Caz ve zihin iletişimi

Müziğin yaratıcılık veya mutlulukla ilişkilendirilmesi çok yeni bir şey değil. Hatta müziğin her türü beyin için farklı gelişmeleri yaratıyor. Bunun en iyi örneğini bildiğimiz gibi klasik müzik oluşturuyor. Klasik müziğin insanı, zihni sakinleştirme, tazeleme etkisi var. Buradan yola çıkıp, Flow Radyo olarak caz müziğinin zihin ve hafıza üzerinde nasıl etkileri olduğunu paylaşıp sizi cazın güzel melodilerine bırakacağımız bir playlist hazırladık.

Caz müzisyeni Dave Brubeck

Caz oldukça eğlenceli ve mutluluk veren bir müzik türü. Hatta San Antonio çıkışlı Jim Cullum’un grubu “Mutlu Caz Grubu” (Happy Jazz Band) olarak anılıyordu. Cazın nasıl ortaya çıktığını bir düşünün: Jazz, Amerika’da kölelerin duygusal boşluğunu doldurduğu bir müzik türü olarak doğdu. İlk başlarda bu kitle cazın çıkış noktası olan blues’u dinliyordu ve yaşadıklarını blues melodilerine sığınarak atlatmaya çalışıyordu. Blues onlara bir şekilde mutluluk veriyordu. Blues’la ifade edilenler daha sonra cazın farklı formlarına evrildi. Mutluluk, zihnin daha iyi öğrenmesini ve insanın daha uzun yaşamasını sağlayan bir duygu.

Bu çok bilindik bir şey ama şu da var ki New Orleans çıkışlı pek çok caz sanatçısı 80 yaşına kadar müziklerini herhangi bir sağlık sorununa veya yaşa bağlı hafıza yetersizliğine maruz kalmadan icra edebildiler.

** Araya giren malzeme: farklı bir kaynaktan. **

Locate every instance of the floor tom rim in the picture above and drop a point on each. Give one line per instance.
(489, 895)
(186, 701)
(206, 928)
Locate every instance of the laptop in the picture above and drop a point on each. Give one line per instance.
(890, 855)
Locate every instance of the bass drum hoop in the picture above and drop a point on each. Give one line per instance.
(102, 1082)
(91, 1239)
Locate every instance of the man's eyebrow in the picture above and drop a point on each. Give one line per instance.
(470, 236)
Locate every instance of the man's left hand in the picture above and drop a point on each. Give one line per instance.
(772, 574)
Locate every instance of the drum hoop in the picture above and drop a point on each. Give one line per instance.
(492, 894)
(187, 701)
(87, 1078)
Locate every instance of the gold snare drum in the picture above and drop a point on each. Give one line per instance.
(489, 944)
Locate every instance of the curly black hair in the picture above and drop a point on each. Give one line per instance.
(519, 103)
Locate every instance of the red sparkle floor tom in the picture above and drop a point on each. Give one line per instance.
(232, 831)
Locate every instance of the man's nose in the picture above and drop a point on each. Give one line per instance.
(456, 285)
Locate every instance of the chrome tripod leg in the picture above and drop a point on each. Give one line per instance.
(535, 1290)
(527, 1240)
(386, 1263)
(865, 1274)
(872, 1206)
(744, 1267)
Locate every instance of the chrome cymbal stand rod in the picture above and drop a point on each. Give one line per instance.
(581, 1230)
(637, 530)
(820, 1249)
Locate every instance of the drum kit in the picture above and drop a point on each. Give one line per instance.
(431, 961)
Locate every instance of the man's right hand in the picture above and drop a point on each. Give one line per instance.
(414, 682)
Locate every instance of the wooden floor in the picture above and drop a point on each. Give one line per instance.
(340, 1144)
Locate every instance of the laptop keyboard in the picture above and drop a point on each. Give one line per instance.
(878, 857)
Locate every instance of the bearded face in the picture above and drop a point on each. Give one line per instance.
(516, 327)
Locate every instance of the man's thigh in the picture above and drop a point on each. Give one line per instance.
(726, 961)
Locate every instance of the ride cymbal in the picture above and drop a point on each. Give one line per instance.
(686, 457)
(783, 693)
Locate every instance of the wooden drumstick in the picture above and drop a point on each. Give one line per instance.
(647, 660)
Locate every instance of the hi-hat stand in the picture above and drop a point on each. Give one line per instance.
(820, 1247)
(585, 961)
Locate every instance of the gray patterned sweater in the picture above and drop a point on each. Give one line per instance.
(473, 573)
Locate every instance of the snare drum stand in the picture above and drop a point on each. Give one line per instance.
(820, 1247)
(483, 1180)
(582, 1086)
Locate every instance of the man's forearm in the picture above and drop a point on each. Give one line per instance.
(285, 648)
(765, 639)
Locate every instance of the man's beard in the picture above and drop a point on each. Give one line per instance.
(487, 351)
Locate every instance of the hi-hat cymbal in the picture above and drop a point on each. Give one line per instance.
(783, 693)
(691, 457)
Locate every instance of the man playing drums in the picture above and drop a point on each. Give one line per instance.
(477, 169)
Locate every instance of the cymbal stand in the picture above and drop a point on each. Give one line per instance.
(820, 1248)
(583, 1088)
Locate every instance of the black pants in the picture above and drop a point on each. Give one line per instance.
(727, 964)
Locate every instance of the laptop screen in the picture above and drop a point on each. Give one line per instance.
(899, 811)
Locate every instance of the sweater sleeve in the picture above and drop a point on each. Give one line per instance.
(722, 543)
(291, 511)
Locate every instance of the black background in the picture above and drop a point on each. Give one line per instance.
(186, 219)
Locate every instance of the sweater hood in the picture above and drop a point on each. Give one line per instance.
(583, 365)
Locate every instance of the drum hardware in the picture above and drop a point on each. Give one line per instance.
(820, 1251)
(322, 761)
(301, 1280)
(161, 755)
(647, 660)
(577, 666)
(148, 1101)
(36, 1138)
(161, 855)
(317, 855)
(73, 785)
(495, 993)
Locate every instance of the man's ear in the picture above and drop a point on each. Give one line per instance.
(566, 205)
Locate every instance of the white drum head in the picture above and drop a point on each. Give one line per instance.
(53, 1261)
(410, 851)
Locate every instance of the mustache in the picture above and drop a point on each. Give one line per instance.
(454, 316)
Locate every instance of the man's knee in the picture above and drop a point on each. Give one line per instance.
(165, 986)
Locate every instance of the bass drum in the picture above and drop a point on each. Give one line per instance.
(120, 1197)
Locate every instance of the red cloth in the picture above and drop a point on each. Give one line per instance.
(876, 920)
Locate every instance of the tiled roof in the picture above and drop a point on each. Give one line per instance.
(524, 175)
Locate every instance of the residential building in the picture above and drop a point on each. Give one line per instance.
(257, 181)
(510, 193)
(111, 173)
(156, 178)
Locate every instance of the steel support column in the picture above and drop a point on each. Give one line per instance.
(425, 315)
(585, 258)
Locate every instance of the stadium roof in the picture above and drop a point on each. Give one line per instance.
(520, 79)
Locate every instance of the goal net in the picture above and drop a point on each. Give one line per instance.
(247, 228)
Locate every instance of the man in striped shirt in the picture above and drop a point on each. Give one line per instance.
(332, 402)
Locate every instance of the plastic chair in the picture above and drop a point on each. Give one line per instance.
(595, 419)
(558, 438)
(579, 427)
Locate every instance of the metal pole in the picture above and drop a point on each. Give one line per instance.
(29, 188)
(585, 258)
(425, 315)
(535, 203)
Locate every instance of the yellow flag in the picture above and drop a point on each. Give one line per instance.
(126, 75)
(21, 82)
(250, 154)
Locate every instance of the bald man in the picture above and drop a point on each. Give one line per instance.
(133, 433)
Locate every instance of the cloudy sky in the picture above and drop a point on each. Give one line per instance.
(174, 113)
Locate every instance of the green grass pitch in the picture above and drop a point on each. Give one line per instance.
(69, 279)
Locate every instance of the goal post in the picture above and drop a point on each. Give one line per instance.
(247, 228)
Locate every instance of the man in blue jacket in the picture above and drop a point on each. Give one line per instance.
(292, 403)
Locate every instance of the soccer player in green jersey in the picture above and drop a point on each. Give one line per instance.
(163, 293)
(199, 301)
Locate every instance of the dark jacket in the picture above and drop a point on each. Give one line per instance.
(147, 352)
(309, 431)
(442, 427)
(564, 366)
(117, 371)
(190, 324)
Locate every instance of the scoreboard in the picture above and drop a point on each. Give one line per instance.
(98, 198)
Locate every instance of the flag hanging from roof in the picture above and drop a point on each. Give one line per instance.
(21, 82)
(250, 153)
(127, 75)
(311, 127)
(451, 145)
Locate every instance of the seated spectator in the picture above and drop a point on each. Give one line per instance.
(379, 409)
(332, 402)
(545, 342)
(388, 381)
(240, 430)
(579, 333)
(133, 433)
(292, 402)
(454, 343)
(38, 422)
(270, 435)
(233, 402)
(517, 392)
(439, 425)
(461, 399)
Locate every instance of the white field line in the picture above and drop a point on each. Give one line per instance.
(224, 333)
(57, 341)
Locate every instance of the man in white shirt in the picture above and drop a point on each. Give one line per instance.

Texas Üniversitesi Nörobilim Doktoru William Klemm’in caz müziğinin beyni nasıl etkilediği konusunda önemli bir çalışması var. Klemm kendi gençlik deneyimlerinden ve caza olan tutkusundan dolayı caz müziği-hafıza ilişkisini inceliyor. Klemm’in caz tutkusu 19 yaşında başlamış. O yaşlarda caz kulüplerine gittiğinde ilk zamanlar cazda var olan “şekilsiz” ve bir bütün oluşturmayan seslere bir anlam verememiş. Daha sonra ise bu etkiyi araştırmaya girişmiş. Caz müziğinin girişi belli bir melodi ile açılır ve doğaçlama bir biçimde melodiler arka arkaya gelmeye başlar; fakat bir düzen yoktur. Müziğin sonlarına doğru ise açılış melodisine geri dönülür. Burda Klemm şunu belirtiyor, bu müziğin vücutta yarattığı “akışı” hissetmek için bu müziğin detaylarını bilmeye gerek yok. Caz müziğinin kendisinde var olan doğal bir akıştır bu, herhangi bir kuralı veya dizilimi yoktur. Bu sebepten caz müzik vücutla ve zihinle her daim bir iletişim halindedir. Doğal bir zihin akışı…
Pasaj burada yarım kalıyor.